El queso Lanín es un azul de pasta cremosa que cambia con la maduración: al principio es suave, pero con el tiempo se vuelve más intenso y picante. Su textura untuosa y su sabor que evoluciona lo convierten en un producto único, influenciado por el terroir patagónico: el clima frío, la altura, las pasturas y la leche de la región.
"Buscamos que la Patagonia no sea solo el lugar de elaboración, sino que se sienta en cada bocado", explica Gerardo.
El maridaje perfecto
Para quienes se animan a probarlo, el queso Lanín admite combinaciones sorprendentes. "Con el queso azul pasa que, o sos amante o lo ves con recelo, así que pensamos algunos consejos para que se animen a probarlo", cuenta Gerardo. Sugieren acompañarlo con peras frescas, higos maduros o en almíbar, dulces de manzanas patagónicas, nueces y panes de masa madre. Pero la combinación estrella es con chocolate blanco, que contrasta la intensidad del queso con su dulzura cremosa.

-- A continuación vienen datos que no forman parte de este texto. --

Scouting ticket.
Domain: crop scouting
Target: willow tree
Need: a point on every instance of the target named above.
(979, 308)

En cuanto a bebidas, recomiendan vinos blancos de cosecha tardía, rosados frutales o cervezas Stout, que con sus notas de café y cacao equilibran el picor del queso.
Un proyecto con futuro
Por ahora, Quesos Lanín se distribuye solo en la región, pero la idea es crecer. "Mi idea no es solamente tener mi propio queso, sino también sembrar algunas semillitas para que se elaboren otros quesos cada vez más al sur", reflexiona Gerardo. El emprendimiento ya piensa en nuevas variedades inspiradas en el territorio patagónico.